Son nouveau roman commence de façon étrange. Le premier chapitre se déroule en Palestine en l'an 1 de notre ère, le narrateur nous présente sa famille : sa mère, bienveillante et dotée d'une âme d'artiste ; son père, un guerrier exigent avec ses enfants ; sa sœur, protectrice et possessive ; son frère aîné, qui a hérité de son père un certain penchant pour la violence. Lorsque nous ouvrons le deuxième chapitre, nous sommes désormais en Turquie, en l'an 41, nous retrouvons une famille similaire à celle du premier chapitre, avec des prénoms différents mais reprenant la même première lettre que leurs alter-égos du chapitre précédent. Le récit reprend comme si rien n'avait changé, le narrateur est à peine plus âgé que dans le premier chapitre, comme si 40 années ne s'étaient pas écoulées.

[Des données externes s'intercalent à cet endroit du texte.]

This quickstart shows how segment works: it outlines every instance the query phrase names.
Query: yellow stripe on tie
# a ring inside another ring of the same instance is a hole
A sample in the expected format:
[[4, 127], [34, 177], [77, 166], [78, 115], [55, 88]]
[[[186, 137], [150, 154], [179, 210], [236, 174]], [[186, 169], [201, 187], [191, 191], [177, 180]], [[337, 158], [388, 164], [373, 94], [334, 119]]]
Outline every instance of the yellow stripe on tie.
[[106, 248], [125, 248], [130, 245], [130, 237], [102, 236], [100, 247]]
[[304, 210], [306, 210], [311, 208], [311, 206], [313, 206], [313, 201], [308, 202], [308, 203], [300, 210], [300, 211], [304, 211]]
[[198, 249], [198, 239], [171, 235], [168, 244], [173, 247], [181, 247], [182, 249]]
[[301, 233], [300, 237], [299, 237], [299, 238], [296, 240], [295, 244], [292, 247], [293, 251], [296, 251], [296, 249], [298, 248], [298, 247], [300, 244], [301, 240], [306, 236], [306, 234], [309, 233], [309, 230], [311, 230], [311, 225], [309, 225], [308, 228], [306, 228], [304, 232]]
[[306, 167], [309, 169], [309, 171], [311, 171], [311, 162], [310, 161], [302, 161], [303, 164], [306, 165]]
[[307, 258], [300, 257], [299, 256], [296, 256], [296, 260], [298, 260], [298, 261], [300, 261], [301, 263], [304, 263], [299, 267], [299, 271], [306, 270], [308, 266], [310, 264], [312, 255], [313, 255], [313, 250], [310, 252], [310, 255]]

L'histoire se poursuit ainsi de chapitre en chapitre, en faisant des bons de temps de 30 à 50 ans dans la grande Histoire, mais l'histoire elle-même avance à son propre rythme. C'est d'abord déroutant, puis on devine peut-être une histoire de réincarnation, avant de simplement se laisser emporté pour le récit malgré cette construction narrative atypique.

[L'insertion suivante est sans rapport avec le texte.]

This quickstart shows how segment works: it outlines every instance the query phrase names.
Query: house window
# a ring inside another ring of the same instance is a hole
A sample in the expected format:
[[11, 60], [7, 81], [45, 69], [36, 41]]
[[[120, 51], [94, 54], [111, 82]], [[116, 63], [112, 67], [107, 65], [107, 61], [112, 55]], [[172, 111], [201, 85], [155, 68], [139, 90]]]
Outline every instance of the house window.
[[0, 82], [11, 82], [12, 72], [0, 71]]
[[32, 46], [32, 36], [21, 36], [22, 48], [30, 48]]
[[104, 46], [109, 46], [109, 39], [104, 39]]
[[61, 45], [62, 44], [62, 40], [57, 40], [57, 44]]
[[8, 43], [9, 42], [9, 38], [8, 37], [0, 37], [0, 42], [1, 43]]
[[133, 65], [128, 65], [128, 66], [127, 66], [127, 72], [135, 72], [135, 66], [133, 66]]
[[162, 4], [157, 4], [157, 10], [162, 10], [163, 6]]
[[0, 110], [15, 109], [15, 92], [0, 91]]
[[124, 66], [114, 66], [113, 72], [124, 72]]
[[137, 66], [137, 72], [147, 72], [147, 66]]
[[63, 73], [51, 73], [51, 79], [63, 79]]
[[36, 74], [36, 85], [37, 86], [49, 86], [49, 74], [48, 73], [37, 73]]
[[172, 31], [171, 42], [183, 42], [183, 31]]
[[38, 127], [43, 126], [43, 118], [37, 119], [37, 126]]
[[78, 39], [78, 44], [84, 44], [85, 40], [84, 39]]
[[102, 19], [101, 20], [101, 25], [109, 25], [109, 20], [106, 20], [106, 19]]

On y prend même du plaisir, en relevant les détails qui se répètent d'un chapitre à l'autre ou au contraire qui diffèrent. Ainsi, le narrateur est toujours un artiste ou un artisan, mais la discipline dans laquelle il excelle change à chaque chapitre. Le récit nous fait également vivre 2000 ans d'histoire en accéléré, tout en voyageant à travers tout le globe. C'est d'autant plus remarquable que l'auteur ne se contente pas de suivre la circulation occidentale ; il est par exemple très intéressant de suivre la conquête des Amériques à travers les yeux des populations natives.
Deux bémols cependant : si la structure narrative atypique apporte un réel intérêt, le récit lui-même n'est pas toujours passionnant et traîne parfois en longueur. Sans l'artifice des sauts dans le temps et l'espace, il n'y a pas forcément de quoi faire un roman complet. Enfin, les tout derniers chapitres s'essoufflent voire tombent à côté de la plaque. Le chapitre où l'auteur s'exprime presque directement sur les polémiques qu'il a subi lors de la publication d'un de ses derniers romans apparaît comme un règlement de compte inutile et malvenu. Quant au chapitre se déroulant pendant l'élection de Donald Trump aux USA en 2016, il est caricatural, quoi qu'on pense de l'issue de cette élection présidentielle.
Heureusement, cela ne suffit pas à gâcher le plaisir d'une lecture originale qui nous parle de la nature humaine, à la fois changeante et invariante, à travers les âges. Peut-être pas un « grand » livre, mais assurément un projet ambitieux largement réussi, une lecture très plaisante.